If you are a fellow university student reading this, you most likely have been born anytime between 1997 and 2001 (if you are an average undergraduate student), meaning you were more or less 16 years old, when Gone Girl came into cinemas. Does that matter? Why, yes, it does, dear reader. I was planning on writing this article for a while – not an article on the 5-year anniversary of Gone Girl, but anything to do with Gone Girl, really. I have always seen it as an underappreciated movie, for various reasons, which I will touch upon in the rest of the article. However, Gone Girl hitting its 5-year mark in the beginning of October, was the perfect opportunity for me to explore why it is more than another-thriller-film-based-on-a-bestseller, and why it hasn’t been on your radar. 

Let’s go back to 2014, when Gone Girl, the best-selling novel written by Gillian Flynn, was adapted into a film starring Ben Affleck and Rosamund Pike, and first premiered. At the time, I was 14 years old, and some of you were a bit older perhaps, but most likely still in school.
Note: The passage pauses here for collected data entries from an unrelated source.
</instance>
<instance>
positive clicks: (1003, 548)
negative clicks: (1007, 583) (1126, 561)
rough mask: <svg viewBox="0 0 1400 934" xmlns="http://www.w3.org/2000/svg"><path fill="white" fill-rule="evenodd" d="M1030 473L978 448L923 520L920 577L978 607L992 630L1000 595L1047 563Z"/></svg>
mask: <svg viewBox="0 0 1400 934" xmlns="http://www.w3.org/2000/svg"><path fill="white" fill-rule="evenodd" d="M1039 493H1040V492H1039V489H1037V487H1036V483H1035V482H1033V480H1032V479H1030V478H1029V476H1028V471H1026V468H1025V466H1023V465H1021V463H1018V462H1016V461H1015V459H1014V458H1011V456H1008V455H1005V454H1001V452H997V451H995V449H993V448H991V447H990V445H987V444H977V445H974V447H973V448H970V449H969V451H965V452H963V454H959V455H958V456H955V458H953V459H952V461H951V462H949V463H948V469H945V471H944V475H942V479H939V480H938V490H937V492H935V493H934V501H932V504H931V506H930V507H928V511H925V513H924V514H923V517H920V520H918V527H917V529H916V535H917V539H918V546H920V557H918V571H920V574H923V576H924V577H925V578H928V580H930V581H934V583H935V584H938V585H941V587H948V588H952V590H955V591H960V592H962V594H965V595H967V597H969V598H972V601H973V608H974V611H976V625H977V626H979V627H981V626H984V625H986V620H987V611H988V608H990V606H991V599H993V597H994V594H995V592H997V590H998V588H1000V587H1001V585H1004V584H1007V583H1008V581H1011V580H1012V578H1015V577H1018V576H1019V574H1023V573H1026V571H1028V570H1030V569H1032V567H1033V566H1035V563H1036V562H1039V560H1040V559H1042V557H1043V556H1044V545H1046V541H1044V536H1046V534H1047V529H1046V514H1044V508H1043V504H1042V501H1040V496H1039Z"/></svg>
Gone Girl is not the type of movie that will appeal to younger audiences – it is a thriller, first and foremost. It is a gruesome, macabre and disturbing movie, definitely not one you could watch ‘just for fun’. You have to watch it with the right mindset – the one you prepare for a movie that you know will be unsettling, but intriguing enough to watch. After a couple of conversations with my friends and fellow classmates, I have discovered that most of them either think that: a) Gone Girl is an okay movie or b) they haven’t seen it/don’t recall seeing it. My hypothesis is simple: it was advertised (and ranked) as a movie for 16 or 18 year old’s (depending on the country), so it simply did not hit the mark with our age group. 
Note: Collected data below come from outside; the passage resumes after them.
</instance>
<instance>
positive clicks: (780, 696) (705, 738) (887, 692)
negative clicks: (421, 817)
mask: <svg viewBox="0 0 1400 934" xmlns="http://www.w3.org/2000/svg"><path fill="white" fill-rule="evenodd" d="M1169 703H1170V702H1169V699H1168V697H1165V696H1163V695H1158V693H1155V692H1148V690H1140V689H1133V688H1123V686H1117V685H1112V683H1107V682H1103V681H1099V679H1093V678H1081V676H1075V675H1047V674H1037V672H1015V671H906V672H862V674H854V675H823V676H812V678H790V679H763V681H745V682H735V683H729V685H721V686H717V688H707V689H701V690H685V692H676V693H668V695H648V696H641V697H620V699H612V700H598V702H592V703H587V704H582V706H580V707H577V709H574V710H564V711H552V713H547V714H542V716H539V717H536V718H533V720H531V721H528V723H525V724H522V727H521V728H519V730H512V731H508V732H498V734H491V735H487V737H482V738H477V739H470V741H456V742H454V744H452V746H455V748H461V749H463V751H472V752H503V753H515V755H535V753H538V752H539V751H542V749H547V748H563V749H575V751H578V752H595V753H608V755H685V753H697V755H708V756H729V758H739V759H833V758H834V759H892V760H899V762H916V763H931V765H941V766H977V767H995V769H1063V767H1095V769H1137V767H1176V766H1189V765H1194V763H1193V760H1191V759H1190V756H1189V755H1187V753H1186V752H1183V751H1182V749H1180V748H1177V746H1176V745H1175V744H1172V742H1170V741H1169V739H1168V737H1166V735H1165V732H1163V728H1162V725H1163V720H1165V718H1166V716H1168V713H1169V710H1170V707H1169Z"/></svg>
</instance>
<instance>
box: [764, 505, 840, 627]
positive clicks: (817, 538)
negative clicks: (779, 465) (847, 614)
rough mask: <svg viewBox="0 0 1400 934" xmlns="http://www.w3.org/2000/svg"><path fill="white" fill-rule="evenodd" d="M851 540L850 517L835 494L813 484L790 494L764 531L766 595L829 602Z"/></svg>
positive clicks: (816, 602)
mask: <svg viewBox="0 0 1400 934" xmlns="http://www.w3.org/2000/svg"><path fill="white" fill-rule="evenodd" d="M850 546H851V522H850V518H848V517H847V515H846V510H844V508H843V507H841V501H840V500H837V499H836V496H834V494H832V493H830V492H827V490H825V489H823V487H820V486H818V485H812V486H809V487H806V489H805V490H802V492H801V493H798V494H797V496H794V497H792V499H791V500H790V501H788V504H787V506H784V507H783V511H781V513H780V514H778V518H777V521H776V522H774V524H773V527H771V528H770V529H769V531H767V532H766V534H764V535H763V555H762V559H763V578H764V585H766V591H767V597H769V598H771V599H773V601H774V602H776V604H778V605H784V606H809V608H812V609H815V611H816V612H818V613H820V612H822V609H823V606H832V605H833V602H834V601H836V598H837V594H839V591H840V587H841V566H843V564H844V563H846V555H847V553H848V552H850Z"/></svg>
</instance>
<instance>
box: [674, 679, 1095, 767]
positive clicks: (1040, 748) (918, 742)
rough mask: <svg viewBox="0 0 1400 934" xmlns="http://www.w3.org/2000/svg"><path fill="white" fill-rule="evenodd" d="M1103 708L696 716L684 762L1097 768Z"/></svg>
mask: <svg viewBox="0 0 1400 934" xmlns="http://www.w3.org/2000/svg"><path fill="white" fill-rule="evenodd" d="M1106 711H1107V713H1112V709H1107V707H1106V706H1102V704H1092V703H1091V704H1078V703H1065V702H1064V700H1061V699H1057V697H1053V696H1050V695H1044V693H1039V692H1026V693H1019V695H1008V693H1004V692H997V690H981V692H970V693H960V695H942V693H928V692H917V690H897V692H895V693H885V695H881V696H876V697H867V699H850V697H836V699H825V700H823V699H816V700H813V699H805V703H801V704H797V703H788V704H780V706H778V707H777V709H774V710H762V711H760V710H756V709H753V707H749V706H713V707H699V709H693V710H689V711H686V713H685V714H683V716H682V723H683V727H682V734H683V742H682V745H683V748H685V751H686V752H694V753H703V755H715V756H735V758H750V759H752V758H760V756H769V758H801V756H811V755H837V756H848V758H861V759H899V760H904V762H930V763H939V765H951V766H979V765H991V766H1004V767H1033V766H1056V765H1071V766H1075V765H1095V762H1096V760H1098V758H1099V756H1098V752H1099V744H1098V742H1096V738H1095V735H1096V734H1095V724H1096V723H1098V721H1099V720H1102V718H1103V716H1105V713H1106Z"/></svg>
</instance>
Just so you know, the reason why I have not summarised the plot of the movie yet, is because I simply will not. If I give you too much information, the movie will be ruined for you. So all you need to know is – a woman goes missing and her husband doesn’t know anything about it.
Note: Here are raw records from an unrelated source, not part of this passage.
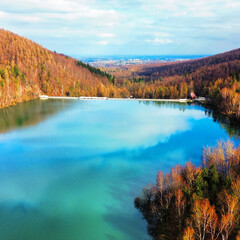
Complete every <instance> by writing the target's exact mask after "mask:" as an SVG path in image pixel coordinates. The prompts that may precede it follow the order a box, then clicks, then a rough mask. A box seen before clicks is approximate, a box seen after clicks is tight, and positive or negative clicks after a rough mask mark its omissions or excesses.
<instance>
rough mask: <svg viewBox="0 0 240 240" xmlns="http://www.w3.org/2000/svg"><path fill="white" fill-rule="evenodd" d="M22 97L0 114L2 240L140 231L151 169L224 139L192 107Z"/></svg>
mask: <svg viewBox="0 0 240 240" xmlns="http://www.w3.org/2000/svg"><path fill="white" fill-rule="evenodd" d="M27 104H30V105H28V107H27V106H26V107H23V109H22V110H18V111H17V113H15V112H14V111H12V110H11V111H10V113H8V118H9V119H11V124H10V126H11V127H8V126H6V122H7V121H6V120H5V121H4V122H5V125H4V126H5V127H4V128H2V127H1V128H2V129H5V131H8V130H11V131H9V132H5V134H2V135H0V225H1V228H0V239H4V240H5V239H13V240H15V239H17V240H32V239H34V240H42V239H47V240H55V239H57V240H66V239H68V240H80V239H87V240H96V239H98V240H109V239H114V240H138V239H149V238H148V236H147V234H146V232H145V229H146V227H145V223H144V221H142V219H141V216H140V214H139V213H138V211H137V210H136V209H135V208H134V205H133V200H134V198H135V197H136V196H138V195H139V194H140V193H141V191H142V189H143V188H144V186H145V185H146V184H148V183H150V182H153V181H155V175H156V172H157V171H158V170H160V169H161V170H163V171H168V170H169V168H170V167H171V166H173V165H175V164H176V163H177V164H184V163H185V162H186V161H189V160H191V161H193V162H194V163H196V164H197V163H198V161H200V159H201V152H202V147H203V146H205V145H215V144H216V141H218V140H219V139H223V140H226V139H228V138H229V136H228V135H227V134H226V132H225V131H224V130H223V129H221V127H220V126H219V124H218V123H217V122H214V121H213V119H212V117H211V116H208V115H206V114H205V110H204V108H202V107H201V106H189V105H184V104H181V105H179V104H172V103H171V104H169V103H164V104H163V103H161V104H155V103H151V102H148V103H142V102H140V103H139V102H135V101H74V102H68V101H49V100H47V101H45V102H42V101H41V102H38V101H33V102H31V103H27ZM179 110H180V111H179ZM19 115H20V116H23V117H22V118H23V119H24V120H23V121H20V122H23V124H19V121H18V120H17V119H18V116H19ZM26 116H27V117H26ZM50 116H51V117H50ZM30 118H33V119H30ZM43 120H44V121H43ZM19 127H21V128H20V129H19ZM235 142H236V143H237V141H235Z"/></svg>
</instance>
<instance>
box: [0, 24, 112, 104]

I have scoured the internet, and there are not as many reviews out there as I expected. Nonetheless, there are some. Interestingly enough, none of them went in depth about the soundtrack or the cinematography – most of them were focused on the actors. Which I suppose is fair in some ways, as the average reader is more interested in how well a famous actor did in a movie, rather than how nicely synched the soundtrack was with the nature of the film. Gone Girl is so much more than Affleck’s and Pike’s acting. Notwithstanding, their performance is phenomenally cold and enigmatic, which sets the scene perfectly. Nonetheless, I would like to focus more on the soundtrack. It is a fact that successful thriller movies are dependent on their soundtracks, more specifically, how well placed the silence is, as well as the changes in pitch and tone. Gone Girl’s eerie and experimental soundtrack perfectly underpins the air of discomfort following Affleck’s character throughout the movie. Its hidden Morse-like, static, and other odd sounds, that pop up every now and then, set the scene without using any words – something is broken, something clearly is not working – something just isn’t right. The music builds onto Affleck’s performance, and either push the audience to pity him, or dislike him. Without the soundtrack, and the cool, blue tones of the film, the movie would never be as unsettling as it is. The soundtrack on its own is an interesting piece of music to listen to, and I would suggest you listen to it first before you watch the movie – it will give you a better sense of what you are in for (and you are in for a treat, indeed, albeit a macabre one).